Pennycook. To quote a commonplace saying, Mrs. Pennycook had made the
ball and Miss Pickett fired it. She begged Dan Pennycook to use his
influence with Donna to have the investigation quashed, else would Miss
Pickett make a public confession and disgrace the name of Pennycook.

Hence, when Mr. Pennycook appeared at the Hat Ranch and asked Donna to
request her husband to forget about that anonymous letter, Donna
guessed the honest fellow's distress and accordingly the matter was
forgotten by everybody--except Dan Pennycook. He has not forgotten. He
remembers every time he looks at Mr. Hennage's watch. He has never said
anything to Mrs. Pennycook--which makes it all the harder for her--but
contents himself with a queer look at the lady when she becomes
"obstreperous like"--and that suffices. After all, she is the mother of
his children, and God has blessed him with more heart than head.

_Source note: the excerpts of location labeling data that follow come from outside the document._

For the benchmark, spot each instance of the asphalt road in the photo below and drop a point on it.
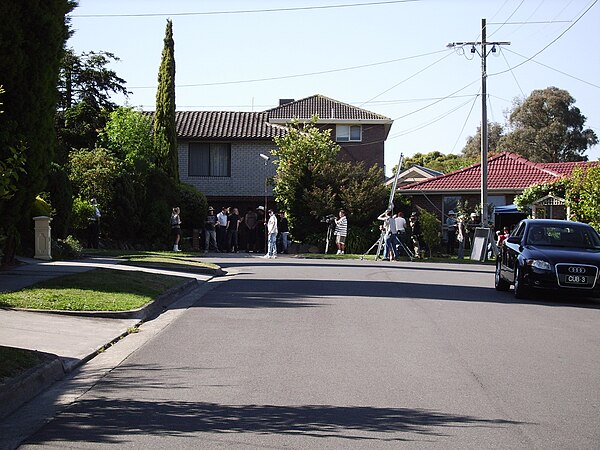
(291, 353)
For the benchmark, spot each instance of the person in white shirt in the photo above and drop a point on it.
(272, 235)
(389, 228)
(401, 227)
(222, 219)
(341, 231)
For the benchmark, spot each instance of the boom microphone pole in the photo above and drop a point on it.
(391, 200)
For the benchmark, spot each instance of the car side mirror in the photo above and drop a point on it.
(514, 240)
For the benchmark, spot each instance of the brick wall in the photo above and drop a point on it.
(248, 172)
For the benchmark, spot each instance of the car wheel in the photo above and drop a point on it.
(521, 290)
(500, 283)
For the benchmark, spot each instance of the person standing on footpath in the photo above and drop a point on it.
(222, 238)
(176, 228)
(283, 232)
(389, 228)
(451, 230)
(341, 231)
(272, 235)
(401, 229)
(210, 235)
(461, 236)
(233, 225)
(251, 220)
(416, 233)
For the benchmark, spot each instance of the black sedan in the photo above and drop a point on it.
(545, 254)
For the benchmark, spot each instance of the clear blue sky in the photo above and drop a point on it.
(389, 57)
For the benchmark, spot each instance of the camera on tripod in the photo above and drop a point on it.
(328, 219)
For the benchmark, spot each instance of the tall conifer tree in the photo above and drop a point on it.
(32, 38)
(165, 134)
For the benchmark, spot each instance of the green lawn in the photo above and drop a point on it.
(96, 290)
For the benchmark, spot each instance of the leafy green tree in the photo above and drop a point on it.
(61, 198)
(85, 86)
(32, 38)
(303, 153)
(128, 133)
(165, 133)
(546, 127)
(438, 161)
(472, 149)
(86, 78)
(583, 195)
(93, 174)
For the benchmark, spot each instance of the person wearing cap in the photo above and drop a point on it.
(251, 221)
(221, 229)
(416, 233)
(341, 231)
(471, 224)
(210, 233)
(451, 232)
(271, 235)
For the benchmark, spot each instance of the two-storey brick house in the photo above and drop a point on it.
(220, 151)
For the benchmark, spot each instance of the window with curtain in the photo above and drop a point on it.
(348, 133)
(209, 160)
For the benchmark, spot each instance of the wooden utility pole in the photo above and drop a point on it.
(484, 125)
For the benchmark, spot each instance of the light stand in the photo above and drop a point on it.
(266, 158)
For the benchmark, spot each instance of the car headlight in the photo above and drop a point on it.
(539, 264)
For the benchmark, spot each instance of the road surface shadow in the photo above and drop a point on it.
(244, 293)
(104, 420)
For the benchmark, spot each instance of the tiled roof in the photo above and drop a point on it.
(225, 125)
(327, 109)
(506, 171)
(566, 168)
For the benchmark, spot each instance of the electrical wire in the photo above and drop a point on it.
(285, 77)
(406, 79)
(466, 120)
(512, 72)
(243, 11)
(436, 102)
(552, 42)
(554, 69)
(436, 119)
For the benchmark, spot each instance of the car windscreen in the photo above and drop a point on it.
(581, 237)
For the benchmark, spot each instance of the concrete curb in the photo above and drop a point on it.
(20, 390)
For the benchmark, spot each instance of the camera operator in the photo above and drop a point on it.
(341, 231)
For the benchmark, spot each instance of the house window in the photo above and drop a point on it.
(348, 133)
(450, 204)
(209, 160)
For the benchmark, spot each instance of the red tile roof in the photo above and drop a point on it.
(506, 171)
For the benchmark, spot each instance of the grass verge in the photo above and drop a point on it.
(16, 361)
(95, 290)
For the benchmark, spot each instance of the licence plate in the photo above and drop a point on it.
(576, 279)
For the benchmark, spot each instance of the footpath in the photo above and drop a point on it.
(67, 340)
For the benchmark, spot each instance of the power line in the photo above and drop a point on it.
(554, 69)
(284, 77)
(243, 11)
(552, 42)
(436, 102)
(436, 119)
(406, 79)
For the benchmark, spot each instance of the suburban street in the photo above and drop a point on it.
(312, 353)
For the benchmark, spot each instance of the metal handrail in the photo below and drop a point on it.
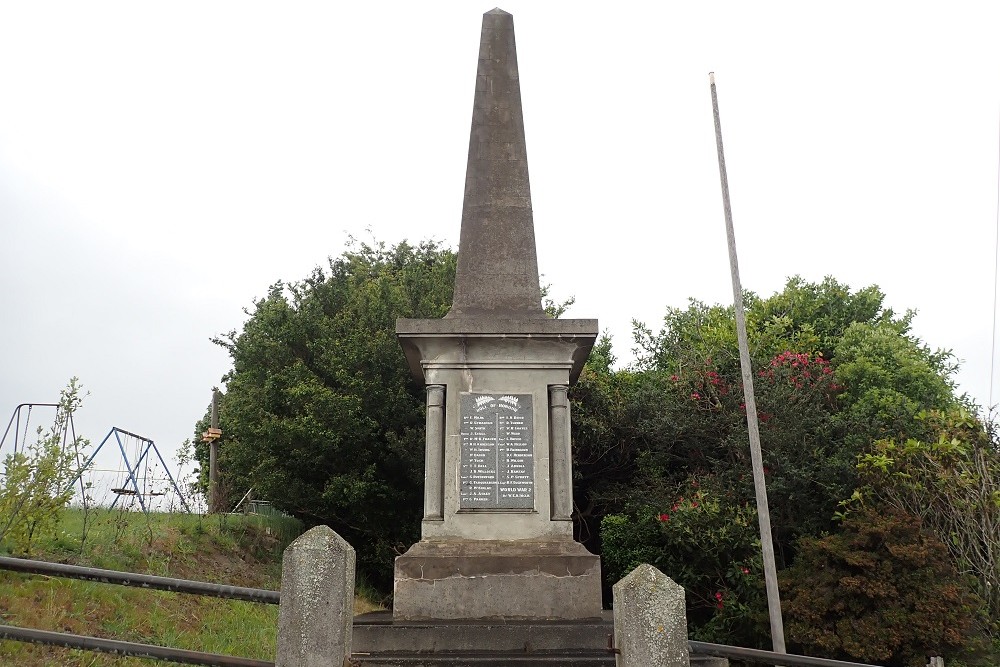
(768, 657)
(140, 580)
(118, 647)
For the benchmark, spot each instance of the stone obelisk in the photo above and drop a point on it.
(497, 533)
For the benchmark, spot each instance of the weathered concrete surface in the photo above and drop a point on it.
(650, 620)
(515, 561)
(315, 618)
(497, 270)
(496, 579)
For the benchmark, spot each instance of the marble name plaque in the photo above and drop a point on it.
(497, 468)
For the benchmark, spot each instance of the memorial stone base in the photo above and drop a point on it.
(483, 579)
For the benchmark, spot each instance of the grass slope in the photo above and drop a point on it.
(227, 549)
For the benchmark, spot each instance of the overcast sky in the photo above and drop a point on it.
(161, 164)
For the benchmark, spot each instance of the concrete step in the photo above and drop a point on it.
(486, 659)
(378, 641)
(377, 632)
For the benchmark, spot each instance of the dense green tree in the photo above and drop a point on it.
(830, 365)
(951, 480)
(880, 590)
(321, 415)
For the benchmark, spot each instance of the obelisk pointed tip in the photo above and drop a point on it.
(497, 272)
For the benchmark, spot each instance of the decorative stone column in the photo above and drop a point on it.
(561, 471)
(434, 461)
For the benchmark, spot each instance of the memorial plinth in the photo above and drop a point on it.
(497, 533)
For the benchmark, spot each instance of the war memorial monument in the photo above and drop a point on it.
(496, 578)
(497, 531)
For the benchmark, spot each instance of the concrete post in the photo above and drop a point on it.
(434, 453)
(560, 456)
(316, 614)
(650, 620)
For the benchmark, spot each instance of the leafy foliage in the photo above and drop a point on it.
(321, 415)
(37, 481)
(881, 590)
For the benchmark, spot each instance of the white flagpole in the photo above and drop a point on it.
(763, 514)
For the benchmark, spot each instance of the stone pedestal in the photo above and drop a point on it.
(497, 533)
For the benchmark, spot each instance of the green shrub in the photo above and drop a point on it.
(881, 590)
(708, 544)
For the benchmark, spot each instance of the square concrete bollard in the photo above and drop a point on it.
(650, 620)
(316, 614)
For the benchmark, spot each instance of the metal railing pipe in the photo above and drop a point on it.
(140, 580)
(117, 647)
(768, 657)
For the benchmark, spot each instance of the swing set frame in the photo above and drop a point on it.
(132, 471)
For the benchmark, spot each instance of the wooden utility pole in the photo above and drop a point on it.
(763, 514)
(212, 436)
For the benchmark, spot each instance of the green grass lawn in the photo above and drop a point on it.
(227, 549)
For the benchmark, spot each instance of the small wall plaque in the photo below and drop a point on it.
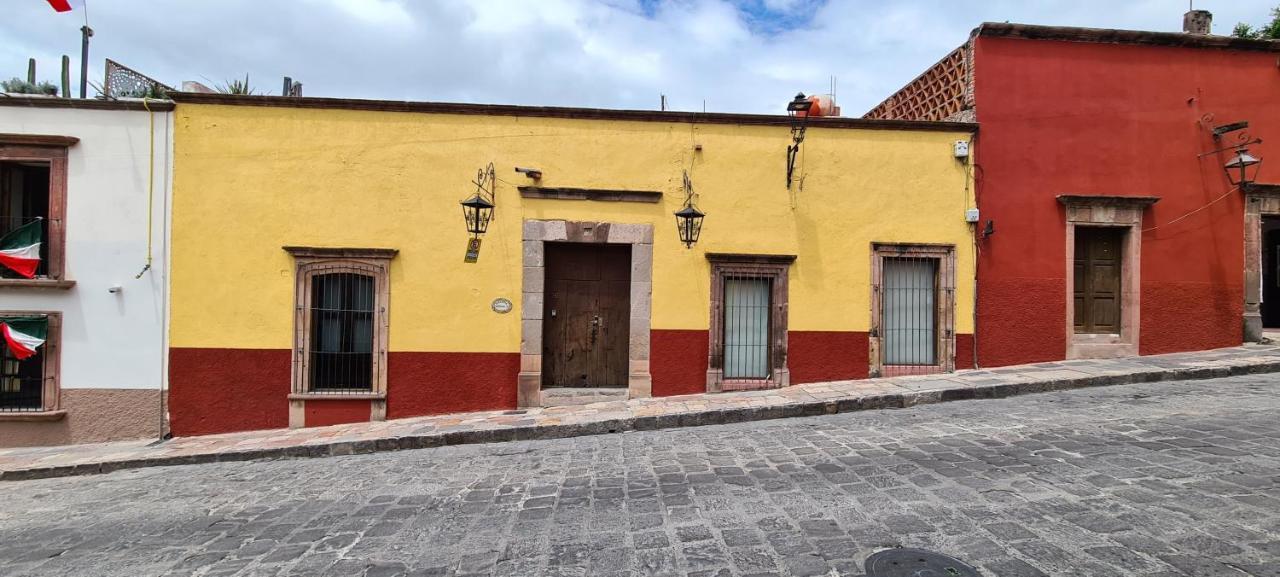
(472, 251)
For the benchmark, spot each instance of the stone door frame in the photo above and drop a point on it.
(1260, 200)
(1119, 211)
(536, 234)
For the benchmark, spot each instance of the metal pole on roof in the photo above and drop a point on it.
(86, 32)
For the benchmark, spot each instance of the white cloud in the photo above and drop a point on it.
(570, 53)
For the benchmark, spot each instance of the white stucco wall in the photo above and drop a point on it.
(113, 340)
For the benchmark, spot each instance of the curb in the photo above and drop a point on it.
(656, 422)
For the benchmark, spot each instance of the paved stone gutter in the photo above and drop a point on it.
(638, 415)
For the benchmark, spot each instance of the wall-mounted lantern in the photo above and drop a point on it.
(478, 209)
(1243, 168)
(799, 111)
(689, 219)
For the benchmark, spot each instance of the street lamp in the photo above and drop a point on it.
(799, 111)
(689, 223)
(1243, 168)
(689, 219)
(478, 209)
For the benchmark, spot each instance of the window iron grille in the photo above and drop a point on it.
(910, 316)
(748, 306)
(22, 383)
(341, 351)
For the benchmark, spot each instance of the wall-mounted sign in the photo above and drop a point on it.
(472, 251)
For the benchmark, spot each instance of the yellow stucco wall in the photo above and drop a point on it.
(248, 181)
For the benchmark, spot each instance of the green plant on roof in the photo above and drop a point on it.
(150, 91)
(1269, 31)
(236, 87)
(19, 86)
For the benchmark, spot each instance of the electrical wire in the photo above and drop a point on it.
(1194, 211)
(151, 182)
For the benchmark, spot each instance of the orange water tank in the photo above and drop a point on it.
(823, 105)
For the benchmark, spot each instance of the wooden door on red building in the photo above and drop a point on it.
(586, 315)
(1098, 257)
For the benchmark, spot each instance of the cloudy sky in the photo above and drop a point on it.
(734, 55)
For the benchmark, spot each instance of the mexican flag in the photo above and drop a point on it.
(23, 334)
(19, 250)
(65, 5)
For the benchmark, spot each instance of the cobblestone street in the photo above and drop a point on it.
(1139, 480)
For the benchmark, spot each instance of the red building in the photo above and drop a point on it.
(1107, 223)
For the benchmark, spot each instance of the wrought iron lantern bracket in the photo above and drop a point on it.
(478, 209)
(689, 219)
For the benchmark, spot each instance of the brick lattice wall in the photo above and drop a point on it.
(942, 92)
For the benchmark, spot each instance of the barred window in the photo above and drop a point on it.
(342, 331)
(341, 320)
(28, 362)
(749, 321)
(913, 310)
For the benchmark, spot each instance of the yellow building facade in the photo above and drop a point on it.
(319, 268)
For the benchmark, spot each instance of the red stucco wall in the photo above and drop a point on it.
(677, 361)
(1075, 118)
(223, 390)
(817, 356)
(318, 413)
(423, 384)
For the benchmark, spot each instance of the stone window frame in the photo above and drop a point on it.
(50, 397)
(777, 269)
(1101, 211)
(54, 151)
(1260, 200)
(535, 236)
(945, 331)
(309, 262)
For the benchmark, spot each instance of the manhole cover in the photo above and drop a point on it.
(917, 563)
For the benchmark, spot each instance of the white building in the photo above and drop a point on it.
(81, 168)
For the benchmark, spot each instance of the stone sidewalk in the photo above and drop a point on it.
(636, 415)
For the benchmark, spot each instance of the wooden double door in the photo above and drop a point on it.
(586, 315)
(1271, 271)
(1098, 261)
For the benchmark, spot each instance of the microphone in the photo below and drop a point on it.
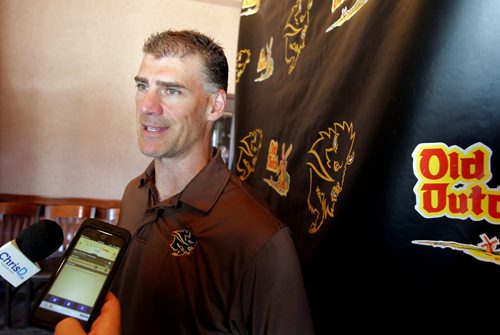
(18, 257)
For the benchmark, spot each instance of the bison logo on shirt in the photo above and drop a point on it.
(183, 242)
(332, 154)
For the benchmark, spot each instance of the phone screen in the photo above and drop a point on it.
(82, 276)
(81, 279)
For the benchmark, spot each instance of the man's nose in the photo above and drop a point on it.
(150, 103)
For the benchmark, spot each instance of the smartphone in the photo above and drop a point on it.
(79, 285)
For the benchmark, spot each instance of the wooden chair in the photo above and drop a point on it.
(69, 217)
(14, 218)
(109, 215)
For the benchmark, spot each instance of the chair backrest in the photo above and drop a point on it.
(15, 217)
(69, 217)
(109, 215)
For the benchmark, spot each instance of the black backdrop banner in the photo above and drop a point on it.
(372, 127)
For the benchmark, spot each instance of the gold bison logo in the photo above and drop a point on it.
(248, 153)
(332, 154)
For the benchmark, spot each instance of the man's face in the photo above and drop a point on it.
(171, 106)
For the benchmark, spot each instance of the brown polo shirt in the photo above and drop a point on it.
(210, 260)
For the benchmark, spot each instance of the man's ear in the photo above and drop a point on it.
(218, 103)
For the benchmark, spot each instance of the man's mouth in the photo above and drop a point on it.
(152, 129)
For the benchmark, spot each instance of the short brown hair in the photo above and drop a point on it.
(191, 42)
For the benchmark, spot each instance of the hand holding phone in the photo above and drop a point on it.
(79, 286)
(107, 323)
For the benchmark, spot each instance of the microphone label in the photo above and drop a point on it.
(15, 267)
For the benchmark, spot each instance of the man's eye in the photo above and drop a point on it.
(141, 87)
(169, 91)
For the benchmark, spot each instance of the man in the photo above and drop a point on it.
(207, 256)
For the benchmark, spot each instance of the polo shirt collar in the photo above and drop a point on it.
(203, 190)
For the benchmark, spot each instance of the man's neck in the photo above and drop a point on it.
(173, 174)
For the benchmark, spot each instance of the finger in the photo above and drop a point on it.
(69, 326)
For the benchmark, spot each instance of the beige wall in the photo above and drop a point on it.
(67, 118)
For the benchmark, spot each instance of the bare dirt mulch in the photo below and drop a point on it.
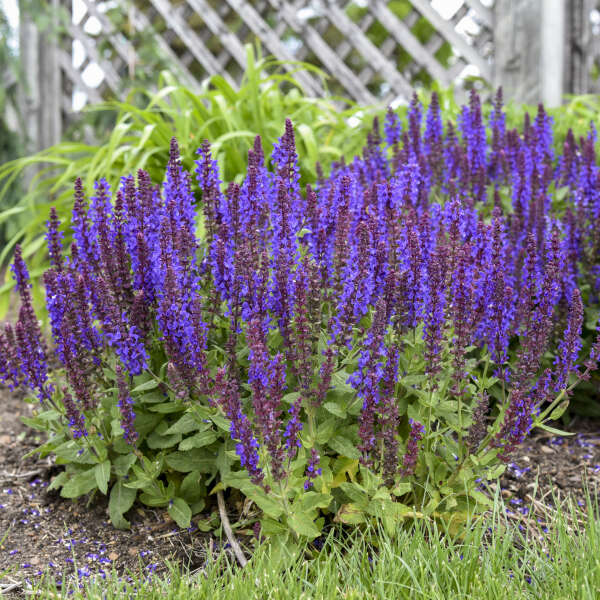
(41, 532)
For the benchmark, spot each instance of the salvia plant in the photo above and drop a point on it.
(371, 347)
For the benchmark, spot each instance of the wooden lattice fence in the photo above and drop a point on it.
(372, 50)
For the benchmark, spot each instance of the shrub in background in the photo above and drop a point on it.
(146, 122)
(329, 353)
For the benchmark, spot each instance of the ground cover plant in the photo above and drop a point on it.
(494, 559)
(145, 122)
(330, 353)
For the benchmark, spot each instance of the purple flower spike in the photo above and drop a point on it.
(312, 470)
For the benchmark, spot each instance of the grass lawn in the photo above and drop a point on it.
(499, 557)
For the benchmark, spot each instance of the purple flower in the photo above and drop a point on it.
(312, 470)
(125, 404)
(415, 435)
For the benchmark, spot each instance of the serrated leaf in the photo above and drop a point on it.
(268, 505)
(180, 511)
(191, 489)
(102, 474)
(121, 500)
(196, 459)
(554, 430)
(122, 464)
(201, 439)
(311, 500)
(355, 492)
(480, 498)
(146, 386)
(156, 441)
(351, 514)
(186, 424)
(402, 488)
(558, 412)
(58, 481)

Miss Pickett is no longer the postmistress; also she is no longer Miss
Pickett, although in this respect she is not unlike a politician who
has all the emoluments of office without the honors, or vice versa if
you will. In her forty-third year she married the only man who ever
asked her--and he was a youth of twenty-five who suspected Miss Pickett
of a savings account. She resigned from the post-office to marry him,
and San Pasqual took a night off to give her a charivari. Two weeks
after the ceremony Miss Pickett's husband, despairing of the savings,
jumped a south-bound freight and was seen no more. Her triumph over the
acquisition of the "Mrs." was so shortlived, and the San Pasqualians
found it so difficult to rid themselves of the habit of calling her
Miss Pickett, that Miss Pickett she remains to this very day.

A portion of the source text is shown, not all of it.